<center><h1> bsolar vs bolasso : the subsample selection frequency </h1></center>

## this ipynb file illustrates the comparison of subsample selection frequency between bsolar and bolasso </font> 

## #1: import all modules

* <font size="4.5"> For simplicity and elegancy, all relevant functions and classes are coded in "bootstrap_demo_parallel.py". </font>

In [None]:
%reset -f

import numpy                as np
import matplotlib.pyplot    as plt
import pickle
import os
import errno
import warnings

from bootstrap_demo_parallel import one_shot_simul

warnings.simplefilter(action='ignore', category=FutureWarning)

---

## #2(a): define inputs values

| <font size="4.5"> variable name </font> | <font size="4.5">  meaning </font> |
|-|-|
| <font size="4.5">  sample_size  </font> | <font size="4.5">  the sample size $n$ in the paper; </font>| 
| <font size="4.5">  n_dim        </font> | <font size="4.5">  the number of variables (informative + redundant) in $X$, $p$ in the paper; </font>| 
| <font size="4.5">  n_info       </font> | <font size="4.5">  the number of informative variables in $X$; </font>| 
| <font size="4.5">  n_repeat_solar </font> | <font size="4.5">  the number of subsamples generated by solar; </font>| 
| <font size="4.5">  n_repeat_bsolar </font> | <font size="4.5">  the number of subsamples generated by bsolar; </font>| 
| <font size="4.5">  num_rep      </font> | <font size="4.5">  the total repetition number of this simulation; </font>|
| <font size="4.5">  step_size    </font> | <font size="4.5">  the step size for tuning $c$; </font>| 
| <font size="4.5">  rnd_seed     </font> | <font size="4.5">  the random seed value; </font>| 

## #2(b): define DGP

* <font size="4.5"> the population regression equation is $$Y = 2\cdot \mathbf{x}_0 + 3\cdot \mathbf{x}_1 + 4\cdot \mathbf{x}_2 + 5\cdot \mathbf{x}_3 + 6\cdot \mathbf{x}_4  + u,$$ 
* <font size="4.5"> To change the simulation settings, simply change the input values.
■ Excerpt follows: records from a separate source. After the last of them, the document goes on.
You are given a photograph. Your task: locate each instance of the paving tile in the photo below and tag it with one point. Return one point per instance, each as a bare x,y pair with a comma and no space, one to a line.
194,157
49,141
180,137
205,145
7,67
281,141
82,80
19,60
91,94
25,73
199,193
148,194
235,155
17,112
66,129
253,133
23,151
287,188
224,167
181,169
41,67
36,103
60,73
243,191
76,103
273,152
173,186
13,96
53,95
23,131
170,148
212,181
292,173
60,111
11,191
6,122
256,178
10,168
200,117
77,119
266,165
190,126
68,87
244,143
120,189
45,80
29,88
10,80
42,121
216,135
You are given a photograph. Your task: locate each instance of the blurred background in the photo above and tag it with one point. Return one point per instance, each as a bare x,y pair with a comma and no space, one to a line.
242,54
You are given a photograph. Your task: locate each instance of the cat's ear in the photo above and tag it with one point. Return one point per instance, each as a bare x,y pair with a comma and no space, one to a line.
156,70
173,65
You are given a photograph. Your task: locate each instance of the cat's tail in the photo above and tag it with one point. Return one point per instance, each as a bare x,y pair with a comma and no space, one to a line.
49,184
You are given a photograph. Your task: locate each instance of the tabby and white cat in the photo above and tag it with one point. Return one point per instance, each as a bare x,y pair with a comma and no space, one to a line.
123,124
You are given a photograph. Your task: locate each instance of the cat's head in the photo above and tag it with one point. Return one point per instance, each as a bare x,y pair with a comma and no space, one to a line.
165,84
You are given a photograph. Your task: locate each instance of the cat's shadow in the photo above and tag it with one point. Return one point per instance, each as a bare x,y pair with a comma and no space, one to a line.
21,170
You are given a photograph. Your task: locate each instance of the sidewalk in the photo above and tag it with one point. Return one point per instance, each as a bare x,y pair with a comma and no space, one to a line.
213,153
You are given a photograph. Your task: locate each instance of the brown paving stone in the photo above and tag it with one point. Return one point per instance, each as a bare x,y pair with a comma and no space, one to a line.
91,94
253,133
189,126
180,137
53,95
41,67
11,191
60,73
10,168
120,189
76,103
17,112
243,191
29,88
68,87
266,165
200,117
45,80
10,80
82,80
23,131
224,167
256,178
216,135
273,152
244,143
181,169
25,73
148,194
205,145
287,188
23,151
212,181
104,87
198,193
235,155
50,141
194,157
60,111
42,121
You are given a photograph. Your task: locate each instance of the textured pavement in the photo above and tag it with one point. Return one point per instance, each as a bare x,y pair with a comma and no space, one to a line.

If you change *n_info* you will adjust the DGP as follows: </font>
    * <font size="4.5"> If $i > \mbox{n_info} - 1$ and $i \in \left[ 0, 1, 2, \ldots, p-1 \right]$, $\beta_i = 0$ in population;</font>
    * <font size="4.5"> If $i \leqslant \mbox{n_info} - 1$ and $i \in \left[ 0, 1, 2, \ldots, p-1 \right]$, $\beta_i = i + 2$ in population</font>

In [None]:
sample_size     = 200
n_dim           = 100
n_info          = 5
n_repeat_solar  = 10
n_repeat_bsolar = 10
step_size       = -0.02
rnd_seed        = 0
plot_on         = False

---

## #3: compute bsolar and bolasso

### Numpy, sklearn and python are actively updated. If you use different version, replication results may be slightly different from the paper (see Read_me_first.docx for detail).

### first, we call the class for simulation from "solar_simul_one_shot.py"

In [None]:
#control the random seed for reproduction
np.random.seed(rnd_seed)

trial = one_shot_simul(sample_size, n_dim, n_info, n_repeat_solar, n_repeat_bsolar, step_size, rnd_seed, plot_on)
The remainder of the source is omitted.